Asymmetric Metasurfaces with High-$Q$ Resonances Governed by Bound States in the Continuum

We reveal that metasurfaces created by seemingly different lattices of (dielectric or metallic) meta-atoms with broken in-plane symmetry can support sharp high-$Q$ resonances arising from a distortion of symmetry-protected bound states in the continuum.
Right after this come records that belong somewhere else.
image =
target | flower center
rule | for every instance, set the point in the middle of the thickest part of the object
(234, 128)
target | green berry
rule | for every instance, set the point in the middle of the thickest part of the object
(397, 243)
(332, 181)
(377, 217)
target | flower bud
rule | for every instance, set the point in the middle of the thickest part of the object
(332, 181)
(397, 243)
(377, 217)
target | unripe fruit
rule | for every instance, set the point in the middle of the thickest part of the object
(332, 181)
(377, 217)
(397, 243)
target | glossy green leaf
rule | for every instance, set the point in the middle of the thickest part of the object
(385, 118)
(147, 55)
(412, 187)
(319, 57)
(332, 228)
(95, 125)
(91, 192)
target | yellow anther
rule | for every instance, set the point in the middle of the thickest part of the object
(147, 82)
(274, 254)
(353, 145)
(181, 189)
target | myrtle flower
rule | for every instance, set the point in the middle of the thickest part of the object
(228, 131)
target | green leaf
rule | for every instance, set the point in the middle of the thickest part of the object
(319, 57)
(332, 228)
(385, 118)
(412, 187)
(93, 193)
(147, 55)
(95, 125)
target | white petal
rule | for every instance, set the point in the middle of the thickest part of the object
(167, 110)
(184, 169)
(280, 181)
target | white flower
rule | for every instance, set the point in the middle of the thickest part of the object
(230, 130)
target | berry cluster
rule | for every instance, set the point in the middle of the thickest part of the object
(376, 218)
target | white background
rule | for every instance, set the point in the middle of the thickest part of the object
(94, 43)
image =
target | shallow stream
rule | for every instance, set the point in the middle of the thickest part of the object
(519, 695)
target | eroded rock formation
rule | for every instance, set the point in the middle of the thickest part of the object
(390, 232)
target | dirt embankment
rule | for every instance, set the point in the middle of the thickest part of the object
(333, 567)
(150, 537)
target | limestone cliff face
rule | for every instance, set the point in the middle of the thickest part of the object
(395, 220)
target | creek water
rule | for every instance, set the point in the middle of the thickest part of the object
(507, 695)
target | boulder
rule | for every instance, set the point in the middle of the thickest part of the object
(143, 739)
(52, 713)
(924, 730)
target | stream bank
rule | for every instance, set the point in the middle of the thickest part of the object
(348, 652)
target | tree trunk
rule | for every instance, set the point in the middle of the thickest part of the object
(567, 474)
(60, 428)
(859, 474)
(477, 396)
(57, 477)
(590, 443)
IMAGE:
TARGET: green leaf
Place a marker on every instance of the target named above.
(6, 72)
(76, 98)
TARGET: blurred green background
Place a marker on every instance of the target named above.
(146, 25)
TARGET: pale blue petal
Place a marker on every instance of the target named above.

We develop a rigorous theory of such asymmetric periodic structures and demonstrate a link between the bound states in the continuum and Fano resonances. Our results suggest the way for smart engineering of resonances in metasurfaces for many applications in nanophotonics and metaoptics.

Figure 1

Top: Schematic for the scattering of light by a metasurface. Bottom: Designs of the unit cells of asymmetric metasurfaces with a broken in-plane inversion symmetry of constituting meta-atoms supporting sharp resonances, as considered in Refs. [4, 5, 6, 7, 8, 9, 10, 11, 12, 13, 14, 15].

Figure 2

(a) A square lattice of tilted silicon-bar pairs with a design of the unit cell. Parameters: the period is 1320 nm, bar semiaxes are 330 and 110 nm, height is 200 nm, distance between bars is 660 nm. (b) Eigenmode spectra and transmission spectra with respect to pump wavelength and angle $\theta$. Error bars show the magnitude of the mode inverse radiation lifetime. (c) Evolution of the transmission spectra vs angle $\theta$. Spectra are relatively shifted by 1.5 units. (d) Distribution of the electric and magnetic fields for both BIC and quasi-BIC.

Figure 3

Effect of the in-plane asymmetry on the radiative $Q$ factor of quasi-BICs. (a) Dependence of the $Q$ factor on the asymmetry parameter $\alpha$ for all designs of symmetry-broken meta-atoms shown in Figs. 1 (log-log scale). (b) Definitions of the asymmetry parameter $\alpha$ for different metasurfaces.

Figure 4

Map of operating wavelengths and quality factors for silicon metasurfaces with tilted-bar pairs for varying orientation of the bars ($\alpha =\sin \theta$) and scaling factor. The radiative part of the total $Q$ factor is evaluated using Eq. (3), the nonradiative part is taken equal $10^5$. All calculations are confirmed by direct numerical simulations with realistic dispersion of silicon (see Supplemental Material [37]). The geometric scaling factor is shown in the upper horizontal axis. Colored rectangles correspond to the structures considered in the previous studies, see Fig. 1.